Gard : Un adolescent blessé par balle, probable lien avec narcotrafic
Un adolescent de 15 ans, originaire de la région parisienne, a été blessé d’une balle dans la jambe près d’une cantine scolaire à Alès, lors de tirs par arme à feu dans le quartier des Prés-Saint-Jean aux alentours de 13h15. Les assaillants étaient au nombre de deux et circulaient à moto, tandis qu’une enquête a été ouverte pour des chefs de tentative de meurtre en bande organisée.
La violence liée à la drogue a touché le Gard mardi. Un adolescent de 15 ans, originaire de la région parisienne et apparemment impliqué dans des trafics de stupéfiants, a été blessé d’une balle dans la jambe près d’une cantine scolaire à Alès.
« Aux alentours de 13h15, un groupe d’hommes a été la cible de tirs par arme à feu dans le quartier des Prés-Saint-Jean à Alès, à proximité immédiate d’un restaurant scolaire », précise le parquet de Nîmes dans un communiqué, sans fournir davantage de détails sur les circonstances des faits.
### Une blessure « non vitale »
Le groupe ciblé était constitué de « quatre jeunes gens » originaires « d’autres régions », et l’un d’eux a été blessé « de façon non vitale » à la jambe, selon le maire d’Alès, Christophe Rivenq, cité par des médias locaux.
La victime principale est un jeune de 15 ans résidant en Seine-Saint-Denis, indique une source proche de l’enquête, qui ajoute que les trois jeunes hommes l’accompagnant sont également mineurs. Des impacts de balle ont été constatés sur la rampe d’accès menant à la cantine scolaire, mais aucun élève n’a été blessé, selon cette source ayant requis l’anonymat.

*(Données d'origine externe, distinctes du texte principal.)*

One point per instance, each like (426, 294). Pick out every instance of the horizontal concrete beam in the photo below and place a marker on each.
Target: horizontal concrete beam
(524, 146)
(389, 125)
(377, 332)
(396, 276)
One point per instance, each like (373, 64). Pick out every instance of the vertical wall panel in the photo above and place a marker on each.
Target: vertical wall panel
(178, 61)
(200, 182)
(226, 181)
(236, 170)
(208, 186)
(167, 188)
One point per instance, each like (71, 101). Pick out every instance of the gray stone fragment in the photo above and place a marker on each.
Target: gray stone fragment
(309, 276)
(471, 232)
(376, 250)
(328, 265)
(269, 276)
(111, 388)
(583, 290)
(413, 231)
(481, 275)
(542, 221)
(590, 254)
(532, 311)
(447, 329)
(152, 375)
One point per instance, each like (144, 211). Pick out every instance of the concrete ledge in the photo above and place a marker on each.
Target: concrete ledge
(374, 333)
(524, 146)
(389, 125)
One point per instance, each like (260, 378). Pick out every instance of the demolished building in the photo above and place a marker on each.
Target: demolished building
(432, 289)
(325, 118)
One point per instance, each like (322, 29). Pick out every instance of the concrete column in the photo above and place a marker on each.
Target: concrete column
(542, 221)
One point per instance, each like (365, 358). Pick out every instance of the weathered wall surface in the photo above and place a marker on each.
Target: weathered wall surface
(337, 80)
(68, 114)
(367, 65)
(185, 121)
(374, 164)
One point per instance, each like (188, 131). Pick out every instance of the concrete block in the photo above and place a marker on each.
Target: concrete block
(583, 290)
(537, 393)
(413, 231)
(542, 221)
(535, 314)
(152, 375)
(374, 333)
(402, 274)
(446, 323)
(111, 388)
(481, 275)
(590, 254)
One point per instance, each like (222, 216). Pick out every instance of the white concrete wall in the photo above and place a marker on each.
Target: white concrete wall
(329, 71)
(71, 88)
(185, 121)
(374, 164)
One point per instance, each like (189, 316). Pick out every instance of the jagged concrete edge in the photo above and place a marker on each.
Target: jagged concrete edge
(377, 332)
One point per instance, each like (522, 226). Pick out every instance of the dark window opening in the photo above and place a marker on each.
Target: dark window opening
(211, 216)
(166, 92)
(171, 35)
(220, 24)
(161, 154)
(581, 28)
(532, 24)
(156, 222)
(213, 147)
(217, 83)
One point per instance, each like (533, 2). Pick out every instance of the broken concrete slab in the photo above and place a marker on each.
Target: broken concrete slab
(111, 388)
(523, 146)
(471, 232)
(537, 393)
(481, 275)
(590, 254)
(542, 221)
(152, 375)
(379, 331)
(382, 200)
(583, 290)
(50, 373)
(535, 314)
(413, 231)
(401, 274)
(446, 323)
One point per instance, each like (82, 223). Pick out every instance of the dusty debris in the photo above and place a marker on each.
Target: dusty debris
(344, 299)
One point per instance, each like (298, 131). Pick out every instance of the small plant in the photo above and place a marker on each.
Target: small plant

### Un quartier gangrené par les trafics de stupéfiants
Une source policière signale que l’adolescent, connu des autorités judiciaires, s’était réfugié dans la cantine de l’école primaire après avoir été touché. Les assaillants, au nombre de deux, circulaient à moto. D’après Christophe Rivenq, les jeunes visés seraient « semble-t-il ce qu’on appelle des « jobbeurs » », arrivés le jour même dans ce secteur d’Alès touché par les trafics de stupéfiants. « C’était visiblement de l’intimidation vis-à-vis de quatre personnes arrivant sur Alès. Ils étaient de passage, ils effectuent des petits jobs, ils parcourent les villes, ils essaient de se faire embaucher pour réaliser de petites missions. »
À la fin de la journée, les auteurs des tirs étaient toujours « activement recherchés », selon le parquet de Nîmes. Une enquête a été ouverte « notamment pour tentative de meurtre en bande organisée et participation à une association de malfaiteurs en vue de la préparation d’un crime aggravé par la commission en bande organisée ». Cette enquête a été confiée à la division de la criminalité organisée de la direction interdépartementale de la police nationale du Gard.